Random thoughts from a Baby Boomer
Nest Egg or Next Egg » Posts in 'Finance' category

Health Care Reform

Obama and the Democratic-controlled congress have good intentions, but it seems that this administration is no different from the past administration.  In the worst economic crisis in decades, the people in charge of running our country are penny-wise and dollar-dumb.  Despite all the current changes to medicare and the ongoing debate over more cuts to medicare in the proposed health care issue, they are overlooking one critical fact: $30 billion dollars or more of medicare money is lost each year to fraud.  I don’t understand why they are not addressing this issue.  Have we elected leaders that have no concept of the value of our money?   Congress has managed to address all sorts of issues in the 1,000+ pages of the health reform bill; why have they not addressed the issue of fraud to the system? 

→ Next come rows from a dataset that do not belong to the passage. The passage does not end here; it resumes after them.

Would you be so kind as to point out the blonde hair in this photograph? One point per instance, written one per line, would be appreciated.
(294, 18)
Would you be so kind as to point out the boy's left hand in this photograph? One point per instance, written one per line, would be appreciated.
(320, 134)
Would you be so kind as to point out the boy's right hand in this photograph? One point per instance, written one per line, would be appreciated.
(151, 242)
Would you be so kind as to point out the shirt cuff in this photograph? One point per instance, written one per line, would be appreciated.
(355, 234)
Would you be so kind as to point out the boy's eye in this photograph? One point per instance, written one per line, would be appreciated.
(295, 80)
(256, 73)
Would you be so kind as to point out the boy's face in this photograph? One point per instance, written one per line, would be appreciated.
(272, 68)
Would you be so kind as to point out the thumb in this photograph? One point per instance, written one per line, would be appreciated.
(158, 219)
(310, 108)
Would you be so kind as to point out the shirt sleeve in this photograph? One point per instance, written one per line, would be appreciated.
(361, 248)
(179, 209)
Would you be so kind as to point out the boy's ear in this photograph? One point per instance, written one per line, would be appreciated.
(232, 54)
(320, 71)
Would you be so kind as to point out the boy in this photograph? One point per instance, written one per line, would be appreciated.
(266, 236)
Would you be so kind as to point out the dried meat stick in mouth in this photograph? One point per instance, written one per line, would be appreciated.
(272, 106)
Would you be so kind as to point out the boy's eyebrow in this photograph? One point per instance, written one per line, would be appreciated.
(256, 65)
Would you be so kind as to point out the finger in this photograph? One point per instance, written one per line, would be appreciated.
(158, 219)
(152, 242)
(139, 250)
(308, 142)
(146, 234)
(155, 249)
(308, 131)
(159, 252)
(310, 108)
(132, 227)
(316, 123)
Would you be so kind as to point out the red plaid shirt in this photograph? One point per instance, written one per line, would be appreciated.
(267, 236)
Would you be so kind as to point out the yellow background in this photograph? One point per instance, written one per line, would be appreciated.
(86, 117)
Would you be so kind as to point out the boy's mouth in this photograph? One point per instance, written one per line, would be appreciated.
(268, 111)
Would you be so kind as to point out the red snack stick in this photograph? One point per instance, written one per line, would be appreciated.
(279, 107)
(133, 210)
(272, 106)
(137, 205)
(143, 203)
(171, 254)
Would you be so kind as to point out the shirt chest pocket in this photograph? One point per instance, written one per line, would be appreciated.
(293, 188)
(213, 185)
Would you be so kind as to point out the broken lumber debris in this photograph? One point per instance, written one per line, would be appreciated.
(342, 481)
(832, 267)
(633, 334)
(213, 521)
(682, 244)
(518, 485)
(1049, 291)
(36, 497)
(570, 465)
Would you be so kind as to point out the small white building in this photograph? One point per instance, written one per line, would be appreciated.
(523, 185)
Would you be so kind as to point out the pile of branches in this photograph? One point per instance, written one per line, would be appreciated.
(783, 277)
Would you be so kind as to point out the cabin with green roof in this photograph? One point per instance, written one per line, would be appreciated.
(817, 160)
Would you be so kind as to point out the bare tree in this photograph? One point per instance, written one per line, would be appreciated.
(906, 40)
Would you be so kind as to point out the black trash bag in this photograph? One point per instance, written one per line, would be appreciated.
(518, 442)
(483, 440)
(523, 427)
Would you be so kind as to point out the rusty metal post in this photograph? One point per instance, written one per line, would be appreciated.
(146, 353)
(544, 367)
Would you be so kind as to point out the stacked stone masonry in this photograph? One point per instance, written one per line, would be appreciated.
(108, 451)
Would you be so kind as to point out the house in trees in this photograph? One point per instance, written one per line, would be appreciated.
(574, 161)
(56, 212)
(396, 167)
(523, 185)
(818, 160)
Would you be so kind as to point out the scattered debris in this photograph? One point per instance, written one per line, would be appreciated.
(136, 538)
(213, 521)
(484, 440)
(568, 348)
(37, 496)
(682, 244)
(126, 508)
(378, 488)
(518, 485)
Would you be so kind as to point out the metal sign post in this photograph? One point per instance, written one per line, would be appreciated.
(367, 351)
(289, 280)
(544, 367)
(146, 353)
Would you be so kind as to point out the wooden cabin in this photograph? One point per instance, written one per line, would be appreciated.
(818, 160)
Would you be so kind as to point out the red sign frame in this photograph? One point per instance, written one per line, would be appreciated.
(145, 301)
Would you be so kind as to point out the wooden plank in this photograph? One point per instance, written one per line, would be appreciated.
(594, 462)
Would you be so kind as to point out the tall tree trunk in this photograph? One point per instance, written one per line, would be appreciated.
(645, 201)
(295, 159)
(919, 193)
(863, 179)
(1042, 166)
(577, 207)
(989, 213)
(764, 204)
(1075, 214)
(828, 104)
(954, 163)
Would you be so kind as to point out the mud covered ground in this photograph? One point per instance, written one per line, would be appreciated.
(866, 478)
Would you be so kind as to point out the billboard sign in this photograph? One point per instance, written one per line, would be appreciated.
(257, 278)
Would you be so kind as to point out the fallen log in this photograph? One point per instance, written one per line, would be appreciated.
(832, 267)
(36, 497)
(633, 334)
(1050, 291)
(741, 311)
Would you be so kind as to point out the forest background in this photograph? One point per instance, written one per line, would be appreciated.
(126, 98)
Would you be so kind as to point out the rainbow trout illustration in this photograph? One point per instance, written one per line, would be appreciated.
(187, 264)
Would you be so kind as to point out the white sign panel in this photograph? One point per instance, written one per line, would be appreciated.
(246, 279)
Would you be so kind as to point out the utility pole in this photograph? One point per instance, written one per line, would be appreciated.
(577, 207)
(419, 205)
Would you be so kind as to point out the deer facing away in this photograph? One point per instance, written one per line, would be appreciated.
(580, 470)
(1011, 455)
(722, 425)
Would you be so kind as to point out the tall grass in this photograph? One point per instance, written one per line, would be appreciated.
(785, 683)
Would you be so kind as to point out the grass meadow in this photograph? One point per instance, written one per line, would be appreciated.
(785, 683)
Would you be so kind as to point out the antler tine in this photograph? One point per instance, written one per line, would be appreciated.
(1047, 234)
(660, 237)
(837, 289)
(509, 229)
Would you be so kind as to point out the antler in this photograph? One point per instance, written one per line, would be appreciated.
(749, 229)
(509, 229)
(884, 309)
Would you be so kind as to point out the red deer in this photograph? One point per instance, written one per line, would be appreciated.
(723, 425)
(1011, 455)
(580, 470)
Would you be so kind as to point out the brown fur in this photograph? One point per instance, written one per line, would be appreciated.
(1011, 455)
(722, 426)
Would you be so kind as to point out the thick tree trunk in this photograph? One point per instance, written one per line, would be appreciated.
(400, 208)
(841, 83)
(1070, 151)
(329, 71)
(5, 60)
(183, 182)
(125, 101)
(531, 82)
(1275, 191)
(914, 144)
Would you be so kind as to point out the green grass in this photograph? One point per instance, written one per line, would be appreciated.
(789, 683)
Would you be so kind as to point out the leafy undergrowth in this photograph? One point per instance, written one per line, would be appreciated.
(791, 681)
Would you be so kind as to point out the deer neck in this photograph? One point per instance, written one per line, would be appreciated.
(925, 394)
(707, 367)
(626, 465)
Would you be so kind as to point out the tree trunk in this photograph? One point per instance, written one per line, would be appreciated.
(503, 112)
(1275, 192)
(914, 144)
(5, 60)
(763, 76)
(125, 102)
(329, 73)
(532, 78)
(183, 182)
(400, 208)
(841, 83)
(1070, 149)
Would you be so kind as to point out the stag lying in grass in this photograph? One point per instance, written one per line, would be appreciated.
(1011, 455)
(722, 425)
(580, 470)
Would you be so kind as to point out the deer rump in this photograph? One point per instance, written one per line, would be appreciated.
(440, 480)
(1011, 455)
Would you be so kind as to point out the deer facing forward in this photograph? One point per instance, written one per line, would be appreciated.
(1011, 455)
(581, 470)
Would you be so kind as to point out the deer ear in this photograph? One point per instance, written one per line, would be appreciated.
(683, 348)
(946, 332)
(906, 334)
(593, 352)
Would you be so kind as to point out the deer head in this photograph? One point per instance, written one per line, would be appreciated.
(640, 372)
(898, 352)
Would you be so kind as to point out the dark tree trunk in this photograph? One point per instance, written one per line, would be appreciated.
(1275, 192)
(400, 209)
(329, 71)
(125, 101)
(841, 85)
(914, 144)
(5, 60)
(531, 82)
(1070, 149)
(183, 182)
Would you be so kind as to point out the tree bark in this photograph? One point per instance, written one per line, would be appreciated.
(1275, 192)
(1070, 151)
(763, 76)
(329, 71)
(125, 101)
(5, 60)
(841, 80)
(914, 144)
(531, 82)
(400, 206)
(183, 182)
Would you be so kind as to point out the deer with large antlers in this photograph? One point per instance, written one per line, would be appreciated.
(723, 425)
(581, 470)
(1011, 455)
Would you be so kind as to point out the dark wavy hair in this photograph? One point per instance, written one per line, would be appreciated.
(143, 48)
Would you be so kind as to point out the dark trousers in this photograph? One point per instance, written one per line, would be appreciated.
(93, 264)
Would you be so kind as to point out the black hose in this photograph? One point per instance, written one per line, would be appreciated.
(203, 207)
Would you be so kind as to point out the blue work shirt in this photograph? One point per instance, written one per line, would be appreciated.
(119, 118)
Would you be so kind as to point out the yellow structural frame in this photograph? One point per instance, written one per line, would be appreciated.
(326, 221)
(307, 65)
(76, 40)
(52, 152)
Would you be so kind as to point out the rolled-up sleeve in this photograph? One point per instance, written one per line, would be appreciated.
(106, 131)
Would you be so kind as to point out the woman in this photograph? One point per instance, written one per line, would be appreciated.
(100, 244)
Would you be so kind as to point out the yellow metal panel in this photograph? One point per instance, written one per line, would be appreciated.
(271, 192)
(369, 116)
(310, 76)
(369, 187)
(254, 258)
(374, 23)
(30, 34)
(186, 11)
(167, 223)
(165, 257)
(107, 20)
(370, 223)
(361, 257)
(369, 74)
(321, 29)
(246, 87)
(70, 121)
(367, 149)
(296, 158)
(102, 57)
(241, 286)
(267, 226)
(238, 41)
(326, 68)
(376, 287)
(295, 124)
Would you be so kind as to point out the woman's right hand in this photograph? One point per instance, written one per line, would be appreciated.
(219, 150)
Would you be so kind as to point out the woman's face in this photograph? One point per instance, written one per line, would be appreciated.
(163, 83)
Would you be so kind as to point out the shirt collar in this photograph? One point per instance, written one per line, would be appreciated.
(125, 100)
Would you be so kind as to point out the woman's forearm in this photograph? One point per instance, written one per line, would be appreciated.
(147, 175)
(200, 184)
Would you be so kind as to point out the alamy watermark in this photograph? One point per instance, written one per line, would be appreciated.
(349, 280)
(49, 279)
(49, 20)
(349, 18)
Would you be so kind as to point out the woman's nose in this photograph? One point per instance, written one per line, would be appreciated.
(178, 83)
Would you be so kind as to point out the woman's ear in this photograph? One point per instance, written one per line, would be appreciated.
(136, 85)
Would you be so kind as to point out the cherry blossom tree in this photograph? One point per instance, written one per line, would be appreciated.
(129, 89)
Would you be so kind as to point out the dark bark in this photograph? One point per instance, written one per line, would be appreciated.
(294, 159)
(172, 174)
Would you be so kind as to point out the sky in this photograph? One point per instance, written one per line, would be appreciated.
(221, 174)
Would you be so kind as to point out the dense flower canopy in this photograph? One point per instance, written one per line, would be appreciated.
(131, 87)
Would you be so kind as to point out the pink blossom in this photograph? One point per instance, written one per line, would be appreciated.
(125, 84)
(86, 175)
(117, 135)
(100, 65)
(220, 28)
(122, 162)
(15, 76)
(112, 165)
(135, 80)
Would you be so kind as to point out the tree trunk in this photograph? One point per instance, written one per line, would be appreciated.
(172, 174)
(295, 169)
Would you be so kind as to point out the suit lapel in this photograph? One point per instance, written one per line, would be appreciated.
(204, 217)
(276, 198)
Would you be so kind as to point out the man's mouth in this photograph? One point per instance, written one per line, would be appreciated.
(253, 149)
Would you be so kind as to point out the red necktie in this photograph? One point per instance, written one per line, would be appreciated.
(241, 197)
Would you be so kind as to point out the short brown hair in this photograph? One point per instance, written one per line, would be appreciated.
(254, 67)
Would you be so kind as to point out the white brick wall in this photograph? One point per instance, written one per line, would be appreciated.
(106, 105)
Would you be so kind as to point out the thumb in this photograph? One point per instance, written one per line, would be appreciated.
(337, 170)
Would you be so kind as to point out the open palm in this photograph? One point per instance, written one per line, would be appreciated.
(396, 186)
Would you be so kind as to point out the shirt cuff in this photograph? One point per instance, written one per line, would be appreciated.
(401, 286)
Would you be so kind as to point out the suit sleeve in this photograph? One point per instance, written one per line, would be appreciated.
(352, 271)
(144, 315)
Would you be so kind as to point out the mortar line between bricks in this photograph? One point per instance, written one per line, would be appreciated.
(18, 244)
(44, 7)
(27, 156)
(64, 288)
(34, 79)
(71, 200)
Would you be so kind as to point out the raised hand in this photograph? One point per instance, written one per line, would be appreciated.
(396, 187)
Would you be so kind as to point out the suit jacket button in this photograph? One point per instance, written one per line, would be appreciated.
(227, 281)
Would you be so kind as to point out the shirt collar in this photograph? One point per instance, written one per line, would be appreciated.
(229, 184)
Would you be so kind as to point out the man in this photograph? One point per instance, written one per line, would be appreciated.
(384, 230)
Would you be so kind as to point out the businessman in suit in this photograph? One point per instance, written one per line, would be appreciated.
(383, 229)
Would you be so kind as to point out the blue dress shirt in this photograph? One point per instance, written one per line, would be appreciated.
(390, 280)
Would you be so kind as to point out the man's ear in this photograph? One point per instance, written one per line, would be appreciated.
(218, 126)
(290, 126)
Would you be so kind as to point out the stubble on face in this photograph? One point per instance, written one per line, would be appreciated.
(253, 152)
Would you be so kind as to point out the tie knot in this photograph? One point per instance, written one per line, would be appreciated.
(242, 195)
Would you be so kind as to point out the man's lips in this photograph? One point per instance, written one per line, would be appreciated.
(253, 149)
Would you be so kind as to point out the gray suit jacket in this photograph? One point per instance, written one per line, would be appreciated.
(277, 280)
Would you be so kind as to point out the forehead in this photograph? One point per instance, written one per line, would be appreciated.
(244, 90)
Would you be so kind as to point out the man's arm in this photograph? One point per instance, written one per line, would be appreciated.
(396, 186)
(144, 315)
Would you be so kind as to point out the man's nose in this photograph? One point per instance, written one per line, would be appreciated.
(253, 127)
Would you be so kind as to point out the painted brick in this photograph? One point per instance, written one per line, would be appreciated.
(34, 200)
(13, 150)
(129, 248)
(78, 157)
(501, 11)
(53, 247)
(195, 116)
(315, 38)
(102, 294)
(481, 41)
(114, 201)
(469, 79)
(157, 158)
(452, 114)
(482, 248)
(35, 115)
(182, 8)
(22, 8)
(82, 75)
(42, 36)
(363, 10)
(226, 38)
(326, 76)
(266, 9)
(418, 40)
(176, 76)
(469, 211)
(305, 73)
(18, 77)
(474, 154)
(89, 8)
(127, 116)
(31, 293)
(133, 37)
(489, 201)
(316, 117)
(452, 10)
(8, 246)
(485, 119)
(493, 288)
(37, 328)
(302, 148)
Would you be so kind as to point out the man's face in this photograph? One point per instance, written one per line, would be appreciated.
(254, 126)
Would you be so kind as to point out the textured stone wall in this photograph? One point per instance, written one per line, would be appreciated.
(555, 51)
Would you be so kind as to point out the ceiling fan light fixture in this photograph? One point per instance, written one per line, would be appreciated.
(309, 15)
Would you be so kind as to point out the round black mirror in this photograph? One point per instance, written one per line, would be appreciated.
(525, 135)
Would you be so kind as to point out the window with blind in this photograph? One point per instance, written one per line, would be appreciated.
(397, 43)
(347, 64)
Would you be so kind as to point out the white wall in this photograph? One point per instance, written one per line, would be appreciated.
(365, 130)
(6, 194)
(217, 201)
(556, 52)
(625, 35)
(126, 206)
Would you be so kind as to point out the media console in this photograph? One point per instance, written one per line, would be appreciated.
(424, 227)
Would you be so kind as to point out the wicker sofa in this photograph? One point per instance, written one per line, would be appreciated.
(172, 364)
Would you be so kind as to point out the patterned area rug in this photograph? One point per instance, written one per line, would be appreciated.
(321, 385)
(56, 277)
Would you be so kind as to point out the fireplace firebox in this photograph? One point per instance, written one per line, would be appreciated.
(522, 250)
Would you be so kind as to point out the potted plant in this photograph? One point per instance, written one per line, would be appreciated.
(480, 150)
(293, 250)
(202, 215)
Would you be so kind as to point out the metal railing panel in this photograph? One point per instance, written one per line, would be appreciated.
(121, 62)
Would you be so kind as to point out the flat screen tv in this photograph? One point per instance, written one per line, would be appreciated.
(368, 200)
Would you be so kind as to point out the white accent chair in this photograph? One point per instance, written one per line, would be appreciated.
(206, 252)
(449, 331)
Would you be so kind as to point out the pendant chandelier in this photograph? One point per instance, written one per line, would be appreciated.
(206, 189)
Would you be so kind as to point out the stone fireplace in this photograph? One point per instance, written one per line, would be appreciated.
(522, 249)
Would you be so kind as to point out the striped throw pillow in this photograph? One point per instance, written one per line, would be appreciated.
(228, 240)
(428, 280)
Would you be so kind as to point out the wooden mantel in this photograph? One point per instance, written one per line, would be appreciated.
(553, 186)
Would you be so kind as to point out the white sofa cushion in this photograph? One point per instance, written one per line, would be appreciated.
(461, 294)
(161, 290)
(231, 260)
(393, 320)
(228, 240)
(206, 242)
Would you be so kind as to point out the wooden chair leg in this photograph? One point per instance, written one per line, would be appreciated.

We know the excuses:  There’s the time constraint and the lack of people available to trace the fraud. In fact, past-President Clinton recognized the impact fraud had on our national budget and tried to get the then Republican-controlled congress to address this issue.  And yet, over a decade later, nothing has been done.  It insults my American blood to know that con-men are probably laughing at the ignorace of my country all the way to the bank.  Not only does this show the world that our government is wasteful and financially uncaring, but I wonder just how much of this fraudulent money is used to help fund terrorism around the world.  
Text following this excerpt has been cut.